Supporters of President Donald Trump climb the west wall of the U.S. Capitol on Jan. 6, 2021.
Supporters of President Donald Trump climb the west wall of the U.S. Capitol on Jan. 6, 2021. (AP Photo/Jose Luis Magana)

WASHINGTON, D.C. — Three more Florida residents have been arrested on charges stemming from their actions during the breach of the U.S. Capitol on Jan. 6, 2021.

This brings the total of Floridians arrested on charges of disrupting a joint session of the U.S. Congress convened to ascertain and count the electoral votes related to the presidential election to 88, the most of any state in the country.
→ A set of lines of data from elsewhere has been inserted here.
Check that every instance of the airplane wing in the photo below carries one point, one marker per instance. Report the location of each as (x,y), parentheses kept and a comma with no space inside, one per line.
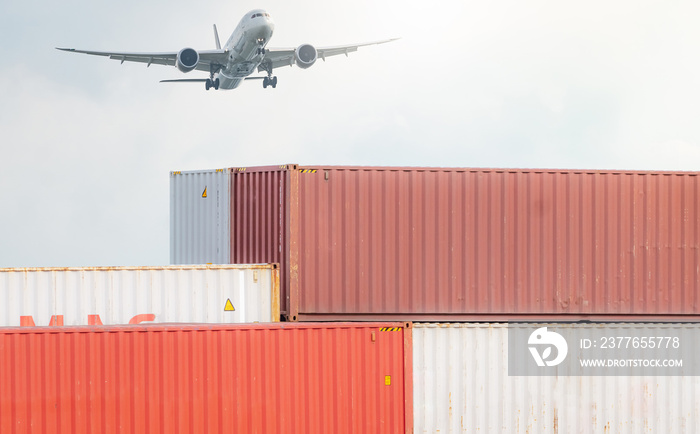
(285,56)
(206,58)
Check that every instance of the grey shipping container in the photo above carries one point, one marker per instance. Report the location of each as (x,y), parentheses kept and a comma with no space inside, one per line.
(199,217)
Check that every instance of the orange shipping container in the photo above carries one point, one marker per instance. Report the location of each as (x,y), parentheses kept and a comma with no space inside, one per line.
(253,378)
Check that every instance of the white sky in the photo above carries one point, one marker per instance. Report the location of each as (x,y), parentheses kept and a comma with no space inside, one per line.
(87,144)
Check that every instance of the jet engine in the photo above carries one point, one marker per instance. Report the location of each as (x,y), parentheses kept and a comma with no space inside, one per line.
(187,59)
(306,55)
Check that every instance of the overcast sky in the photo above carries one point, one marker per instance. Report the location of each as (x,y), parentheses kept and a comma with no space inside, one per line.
(87,144)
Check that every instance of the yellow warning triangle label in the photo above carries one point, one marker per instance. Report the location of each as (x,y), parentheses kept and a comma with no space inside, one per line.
(229,306)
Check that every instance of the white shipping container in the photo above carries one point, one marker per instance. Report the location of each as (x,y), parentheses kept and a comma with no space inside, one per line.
(461,385)
(132,295)
(200,217)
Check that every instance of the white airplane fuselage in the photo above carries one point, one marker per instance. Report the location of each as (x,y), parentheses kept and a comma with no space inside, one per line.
(244,48)
(244,54)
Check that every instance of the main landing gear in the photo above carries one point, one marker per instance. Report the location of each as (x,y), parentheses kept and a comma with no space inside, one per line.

The state with the next-highest number of residents arrested at the Capitol are from Texas with 83, followed by Pennsylvania with 68, New York with 54, Ohio and California with 46, Virginia with 41, Illinois with 28, New Jersey with 24, Missouri and North Carolina with 22, Georgia with 21, Kentucky with 18, South Carolina and Michigan with 15, Alabama with 14, Maryland with 10.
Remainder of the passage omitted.